= Samuel H. Gruber =

American biologist (1938–2019)

Samuel H. Gruber (May 13, 1938 – April 18, 2019) was a shark biologist and founder of the American Elasmobranch Society. He was a professor at the University of Miami's Rosenstiel School for Marine and Atmospheric Science and the founder of the Bimini Biological Field Station Foundation.

== Biography ==
Dr. Gruber hailed originally from Brooklyn, New York, and grew up in south Florida. He entered college in 1956, studying first at Emory University and then earning his B.S. in zoology from the University of Miami. He followed up in quick succession with his M.S. and Ph.D. in marine science from the then called Institute of Marine and Atmospheric Science, again at the University of Miami. He held several positions there and completed a postdoctoral fellowship at the Max-Planck Institute for Behavioral Physiology, Seewiesen, Germany, where he was a behavioral researcher under Nobel Laureate Professor Dr. Konrad Lorenz.

== Research ==
Gruber was a recognized authority on shark science, having completed 49 Atlantic research cruises and 170 scientific publications. He has specialized in shark behavior, anatomy, sensory systems, tracking, and shark repellents.
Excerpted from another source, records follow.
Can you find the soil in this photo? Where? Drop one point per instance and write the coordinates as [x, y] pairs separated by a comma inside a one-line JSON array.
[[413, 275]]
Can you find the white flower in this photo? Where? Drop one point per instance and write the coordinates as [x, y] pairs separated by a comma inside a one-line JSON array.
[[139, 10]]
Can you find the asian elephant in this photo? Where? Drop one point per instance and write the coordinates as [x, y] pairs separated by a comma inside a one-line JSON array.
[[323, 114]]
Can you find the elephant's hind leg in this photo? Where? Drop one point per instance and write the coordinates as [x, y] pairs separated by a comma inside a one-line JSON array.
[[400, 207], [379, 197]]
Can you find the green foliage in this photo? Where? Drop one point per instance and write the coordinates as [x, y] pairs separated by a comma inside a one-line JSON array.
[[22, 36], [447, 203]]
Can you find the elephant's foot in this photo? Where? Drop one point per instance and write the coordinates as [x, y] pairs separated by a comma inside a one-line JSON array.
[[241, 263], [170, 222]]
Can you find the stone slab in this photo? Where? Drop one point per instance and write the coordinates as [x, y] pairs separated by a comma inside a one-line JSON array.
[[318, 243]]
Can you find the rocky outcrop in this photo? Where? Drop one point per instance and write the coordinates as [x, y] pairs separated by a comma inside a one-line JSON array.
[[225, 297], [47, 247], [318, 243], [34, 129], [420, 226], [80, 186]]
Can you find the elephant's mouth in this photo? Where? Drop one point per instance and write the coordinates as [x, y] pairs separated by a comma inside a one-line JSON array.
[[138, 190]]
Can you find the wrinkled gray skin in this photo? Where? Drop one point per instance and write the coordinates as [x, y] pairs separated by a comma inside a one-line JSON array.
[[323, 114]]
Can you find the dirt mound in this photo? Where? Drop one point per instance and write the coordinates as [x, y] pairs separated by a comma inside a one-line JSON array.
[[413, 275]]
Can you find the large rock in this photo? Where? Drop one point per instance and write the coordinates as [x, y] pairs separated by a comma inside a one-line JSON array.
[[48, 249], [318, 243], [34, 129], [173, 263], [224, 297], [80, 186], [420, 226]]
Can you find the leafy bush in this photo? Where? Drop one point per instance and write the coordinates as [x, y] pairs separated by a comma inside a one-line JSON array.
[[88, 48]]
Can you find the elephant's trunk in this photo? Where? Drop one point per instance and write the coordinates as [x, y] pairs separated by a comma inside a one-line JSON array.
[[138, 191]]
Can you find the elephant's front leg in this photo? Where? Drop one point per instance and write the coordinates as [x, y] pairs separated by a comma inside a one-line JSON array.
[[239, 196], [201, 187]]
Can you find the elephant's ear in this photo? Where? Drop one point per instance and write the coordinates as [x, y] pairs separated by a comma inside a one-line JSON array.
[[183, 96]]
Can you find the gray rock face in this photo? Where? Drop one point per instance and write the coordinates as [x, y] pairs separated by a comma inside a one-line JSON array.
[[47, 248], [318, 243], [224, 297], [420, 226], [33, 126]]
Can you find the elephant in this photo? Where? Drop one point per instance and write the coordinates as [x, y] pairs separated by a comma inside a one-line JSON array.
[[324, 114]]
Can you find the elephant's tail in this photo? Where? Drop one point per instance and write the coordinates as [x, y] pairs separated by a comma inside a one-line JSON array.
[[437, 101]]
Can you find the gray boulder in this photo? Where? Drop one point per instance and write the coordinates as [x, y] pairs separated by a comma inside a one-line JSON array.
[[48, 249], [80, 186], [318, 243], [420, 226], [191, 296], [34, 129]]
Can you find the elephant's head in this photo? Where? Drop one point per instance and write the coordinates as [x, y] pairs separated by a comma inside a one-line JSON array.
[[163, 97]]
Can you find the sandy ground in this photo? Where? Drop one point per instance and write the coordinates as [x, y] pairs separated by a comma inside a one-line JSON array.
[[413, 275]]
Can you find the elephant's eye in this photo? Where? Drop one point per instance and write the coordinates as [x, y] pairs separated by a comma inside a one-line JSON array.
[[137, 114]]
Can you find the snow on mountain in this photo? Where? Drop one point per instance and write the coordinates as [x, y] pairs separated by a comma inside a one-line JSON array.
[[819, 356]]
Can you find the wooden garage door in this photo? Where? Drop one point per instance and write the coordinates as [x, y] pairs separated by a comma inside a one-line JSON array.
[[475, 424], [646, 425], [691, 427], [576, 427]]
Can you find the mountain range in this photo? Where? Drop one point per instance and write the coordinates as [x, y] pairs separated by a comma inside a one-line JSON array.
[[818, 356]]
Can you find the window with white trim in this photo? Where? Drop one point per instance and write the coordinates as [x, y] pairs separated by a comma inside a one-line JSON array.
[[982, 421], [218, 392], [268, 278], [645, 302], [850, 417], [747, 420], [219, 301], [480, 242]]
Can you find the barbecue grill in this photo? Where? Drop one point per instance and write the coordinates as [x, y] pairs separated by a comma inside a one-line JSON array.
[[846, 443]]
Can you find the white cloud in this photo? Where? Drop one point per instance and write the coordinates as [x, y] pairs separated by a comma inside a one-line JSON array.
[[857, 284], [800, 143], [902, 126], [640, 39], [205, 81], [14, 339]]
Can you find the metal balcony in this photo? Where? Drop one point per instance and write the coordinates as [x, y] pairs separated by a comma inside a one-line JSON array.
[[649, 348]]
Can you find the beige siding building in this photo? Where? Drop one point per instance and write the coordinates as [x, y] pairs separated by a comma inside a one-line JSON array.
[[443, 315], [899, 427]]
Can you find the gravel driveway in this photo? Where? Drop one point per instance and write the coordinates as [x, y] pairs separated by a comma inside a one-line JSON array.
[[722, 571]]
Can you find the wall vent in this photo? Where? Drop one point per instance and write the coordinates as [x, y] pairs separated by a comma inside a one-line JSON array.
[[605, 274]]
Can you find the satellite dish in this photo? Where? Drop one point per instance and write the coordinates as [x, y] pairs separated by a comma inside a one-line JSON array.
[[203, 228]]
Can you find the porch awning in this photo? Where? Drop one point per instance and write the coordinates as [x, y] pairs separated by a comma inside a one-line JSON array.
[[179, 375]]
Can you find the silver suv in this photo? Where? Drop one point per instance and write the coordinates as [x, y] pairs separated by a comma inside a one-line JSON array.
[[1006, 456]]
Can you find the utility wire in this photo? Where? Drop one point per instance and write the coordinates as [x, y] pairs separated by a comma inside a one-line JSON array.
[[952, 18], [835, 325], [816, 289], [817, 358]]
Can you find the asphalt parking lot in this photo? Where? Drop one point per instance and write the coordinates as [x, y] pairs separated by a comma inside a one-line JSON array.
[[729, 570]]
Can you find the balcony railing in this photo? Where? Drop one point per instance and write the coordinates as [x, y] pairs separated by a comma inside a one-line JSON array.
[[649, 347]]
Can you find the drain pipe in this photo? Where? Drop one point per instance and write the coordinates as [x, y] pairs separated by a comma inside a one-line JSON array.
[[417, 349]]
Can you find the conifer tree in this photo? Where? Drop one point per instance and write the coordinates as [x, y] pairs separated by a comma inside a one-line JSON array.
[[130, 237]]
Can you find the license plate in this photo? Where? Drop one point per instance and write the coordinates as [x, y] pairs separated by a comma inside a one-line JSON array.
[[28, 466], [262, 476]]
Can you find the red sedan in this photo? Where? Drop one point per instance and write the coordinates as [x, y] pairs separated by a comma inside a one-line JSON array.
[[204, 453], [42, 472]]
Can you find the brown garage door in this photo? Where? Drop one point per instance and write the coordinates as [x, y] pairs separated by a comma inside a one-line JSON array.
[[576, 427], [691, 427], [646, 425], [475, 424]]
Gruber is perhaps best known for his studies on habitat selection and homing behavior of lemon sharks and eagle rays around the Bimini Shark Lab.

== Institutions ==
In 1983 Gruber founded the American Elasmobranch Society (AES). The AES is the world's largest association of shark and ray scientists. Gruber established the now world-famous "Shark Lab" in 1990, after successfully battling malignant lymphoma. The next year he helped found and served as the first chair of the International Union for Conservation of Nature (IUCN) Shark Specialist Group.

== Media appearances ==
In August 2008, Gruber appeared on the History Channel's documentary series, Evolve episode 4, entitled "Sex". Gruber has also made several appearances on television programs for Discovery Channel's Shark Week, including an appearance in Sharkman, in which Michael Rutzen attempts to learn how to hypnotize sharks, and in the show 10 Deadliest Sharks, where he describes the behavior of lemon sharks. He also made an appearance in 2008 on the Discovery Channel MythBusters, also during Shark week.